Both FOREVERMORE and POE demonstrate the beauty and curse of Poepathy. On one hand, the inseparable marriage of Poe’s life and work lends itself to transcendent poignancy, as if Poe had been a walking poem. Yet, there is the tendency to over-romanticize Poe’s suffering as life imitating art. Since Baudelaire’s advocating of Poe the Poet, Poe the Man has faded behind his sensual images and gothic themes. It is no wonder some people think of Poe as an overestimated hack, because in a sense, he is overestimated. All of the elements of Poe that live on today are not truly Poe’s imagination, but what he inspired from others. It will be interesting to see by the Bicentennial, who it is America will celebrate.
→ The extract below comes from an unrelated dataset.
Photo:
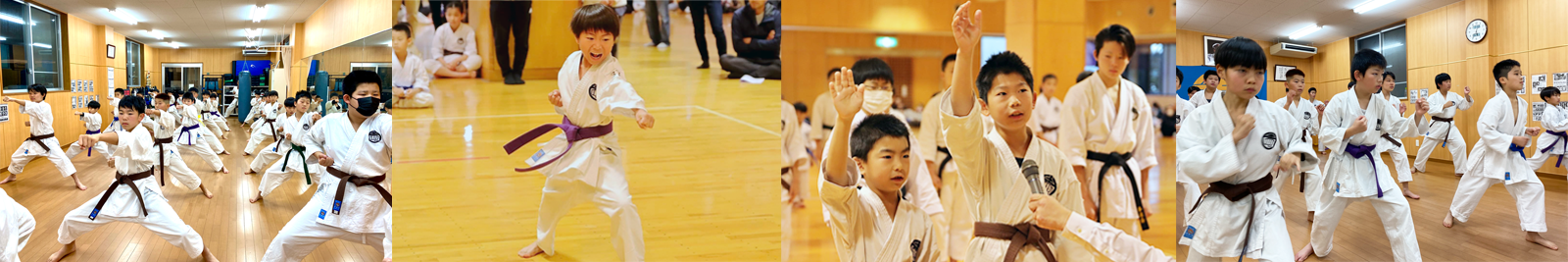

A man who overcame loss, poverty and alcoholism to become a young nation’s most original writer or the disease-carrying pathogen we know as the Poet?

It is something to consider, even without a cultural revival, because Poepathy afflicts millions of readers around the world. It is a maddening pestilence with no cure and no treatments, one simply outgrows it or lives with it until death, nursing one’s parasitic imagination the best one can. Whether through adulation like Baudelaire, reinvention like Corman or romantic adaptation like Stallone, those afflicted with Poepathy become like Roderick Usher, Prince Prospero or any of the nameless maniacal narrators in Poe’s work: obsessed, neurotic and fervently passionate about beauty and deformity. This illness strengthens the imagination rather than weakens, a disease that enhances the world with the exaggerated blush of a consumptive and brings out the poetic verisimilitude within. It’s without that’s ambiguous.